Afternoon smoko would be served in the same way, and then ready to collapse
we would all make our way into the yards to help drench and sort the
sheep before releasing them to the hill again. The farm sat just below
the crest of a hill, with the evening sky sitting right overhead, just
filled with a myriad of stars, and we listened to the plaintive bleating
of the sheep away in the dark. The last task for the night was to bathe
in six inches of warm water, in the bottom of the bath in the ruined
bathroom, and collapse into bed.
A few stoves later I found myself
living in McLaren Flat, where I began making sauces and jams on my kitchen
electric stove, using the windfall fruit from our orchard. We had a
mixture of apricots, plums, pears, peaches, nashi pears, quinces and
citrus, so the potential variety of products was endless. I soon had
a few winery customers, who were interested in stocking local products
for sale, so with the expansion of my cooking activities the kitchen
stove became inadequate, and my husband had become less than enthusiastic
about the commercial activities invading his domestic domain, not to
mention the pungent aromas of coriander, cumin and ginger from my stores
in the cartons under the pool table in the family room. When the brand
'Lacewood 'was born, its cradle was the converted garage at the end
of the implement shed. We had the walls clad in stainless steel and
with two large gas burners and a couple of secondhand jam pans we began
manufacturing such products as Wild lime, ginger and chili sauce, Bushman's
Plum sauce and Dragon's Roar salsa.

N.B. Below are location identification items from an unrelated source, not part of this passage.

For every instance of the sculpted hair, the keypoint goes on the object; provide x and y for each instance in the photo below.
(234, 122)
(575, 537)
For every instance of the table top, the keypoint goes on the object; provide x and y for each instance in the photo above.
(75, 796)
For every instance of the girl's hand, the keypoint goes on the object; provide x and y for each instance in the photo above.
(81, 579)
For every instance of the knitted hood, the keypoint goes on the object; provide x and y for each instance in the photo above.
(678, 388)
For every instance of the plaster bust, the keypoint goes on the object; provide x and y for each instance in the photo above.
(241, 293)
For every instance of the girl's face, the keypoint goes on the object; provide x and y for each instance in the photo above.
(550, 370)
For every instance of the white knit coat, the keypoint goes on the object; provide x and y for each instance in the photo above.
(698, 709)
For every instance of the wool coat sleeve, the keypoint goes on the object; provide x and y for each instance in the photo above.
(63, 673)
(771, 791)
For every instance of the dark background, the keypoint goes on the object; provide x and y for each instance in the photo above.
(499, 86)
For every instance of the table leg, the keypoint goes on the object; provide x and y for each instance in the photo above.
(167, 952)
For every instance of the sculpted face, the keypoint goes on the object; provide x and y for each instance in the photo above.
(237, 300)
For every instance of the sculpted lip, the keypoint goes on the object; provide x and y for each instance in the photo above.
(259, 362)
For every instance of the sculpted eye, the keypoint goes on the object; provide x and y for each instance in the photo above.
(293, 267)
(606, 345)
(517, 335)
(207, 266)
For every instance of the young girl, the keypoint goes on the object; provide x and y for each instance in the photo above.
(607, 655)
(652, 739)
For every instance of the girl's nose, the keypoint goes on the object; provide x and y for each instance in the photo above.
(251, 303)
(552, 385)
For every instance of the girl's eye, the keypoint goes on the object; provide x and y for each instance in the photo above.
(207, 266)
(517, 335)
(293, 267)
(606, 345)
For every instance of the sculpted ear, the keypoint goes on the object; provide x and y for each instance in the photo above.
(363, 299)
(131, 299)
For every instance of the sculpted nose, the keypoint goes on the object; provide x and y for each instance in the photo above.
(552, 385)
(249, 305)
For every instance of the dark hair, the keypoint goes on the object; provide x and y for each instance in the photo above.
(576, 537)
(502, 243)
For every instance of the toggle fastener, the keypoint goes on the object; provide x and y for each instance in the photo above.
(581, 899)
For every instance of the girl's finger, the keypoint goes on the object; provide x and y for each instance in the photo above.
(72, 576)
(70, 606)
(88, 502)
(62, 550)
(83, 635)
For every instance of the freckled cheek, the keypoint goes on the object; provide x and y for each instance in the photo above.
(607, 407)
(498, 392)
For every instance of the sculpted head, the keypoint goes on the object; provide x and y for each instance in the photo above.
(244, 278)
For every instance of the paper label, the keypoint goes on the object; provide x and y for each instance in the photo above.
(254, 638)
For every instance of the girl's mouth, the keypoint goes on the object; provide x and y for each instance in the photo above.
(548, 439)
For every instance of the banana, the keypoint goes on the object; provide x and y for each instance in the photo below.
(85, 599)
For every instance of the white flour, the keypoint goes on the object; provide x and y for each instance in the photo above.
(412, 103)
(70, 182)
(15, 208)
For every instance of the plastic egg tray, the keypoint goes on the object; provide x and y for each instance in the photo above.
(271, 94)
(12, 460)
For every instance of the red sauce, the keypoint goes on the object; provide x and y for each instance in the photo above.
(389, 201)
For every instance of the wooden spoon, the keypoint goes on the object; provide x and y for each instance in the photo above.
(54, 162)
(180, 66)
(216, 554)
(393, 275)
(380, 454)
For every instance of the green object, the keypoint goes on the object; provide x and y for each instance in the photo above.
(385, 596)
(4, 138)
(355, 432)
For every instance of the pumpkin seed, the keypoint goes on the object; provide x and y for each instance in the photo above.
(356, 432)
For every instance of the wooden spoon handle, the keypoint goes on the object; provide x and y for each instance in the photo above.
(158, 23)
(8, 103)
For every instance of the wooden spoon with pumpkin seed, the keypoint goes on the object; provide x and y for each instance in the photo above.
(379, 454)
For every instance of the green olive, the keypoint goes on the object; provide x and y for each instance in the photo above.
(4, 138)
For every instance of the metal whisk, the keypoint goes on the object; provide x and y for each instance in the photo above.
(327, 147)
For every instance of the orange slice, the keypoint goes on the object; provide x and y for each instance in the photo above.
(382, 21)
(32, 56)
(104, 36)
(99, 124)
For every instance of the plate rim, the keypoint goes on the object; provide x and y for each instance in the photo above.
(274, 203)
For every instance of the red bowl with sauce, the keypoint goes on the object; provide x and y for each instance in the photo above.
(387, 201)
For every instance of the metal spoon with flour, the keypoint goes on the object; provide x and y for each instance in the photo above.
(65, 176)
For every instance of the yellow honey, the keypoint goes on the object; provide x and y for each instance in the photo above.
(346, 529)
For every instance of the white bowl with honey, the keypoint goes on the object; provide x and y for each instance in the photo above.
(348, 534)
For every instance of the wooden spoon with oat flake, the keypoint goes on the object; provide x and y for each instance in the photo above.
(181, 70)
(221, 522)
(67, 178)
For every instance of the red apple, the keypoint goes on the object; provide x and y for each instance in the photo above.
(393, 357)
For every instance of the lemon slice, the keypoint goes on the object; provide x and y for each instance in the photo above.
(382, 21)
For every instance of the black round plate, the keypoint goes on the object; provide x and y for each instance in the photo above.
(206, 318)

The aromas in that kitchen became
impregnated into its very walls.
Stoves have always played a large
part in my life, every since as a small child I helped my grandmother
make pasties and cook them in her little cream and green enamel fronted
wood stove. I have just loved the washing, cutting and general preparation
of ingredients, the slow wonderful smell of cooking food, and the pleasure
that others take from the finished dishes. I began to long for a whizz-bang,
stainless steel fronted oven to comfort me in my later years, one that
did not have a temperamental door hinge, or a cranky electric ring.
So, I made a New Year wish for a wonderful new kitchen, complete with
stainless steel oven, gas cook top and a dishwasher that worked every
time.
And do you know what? I am thrilled
to say that two years later my wish was granted.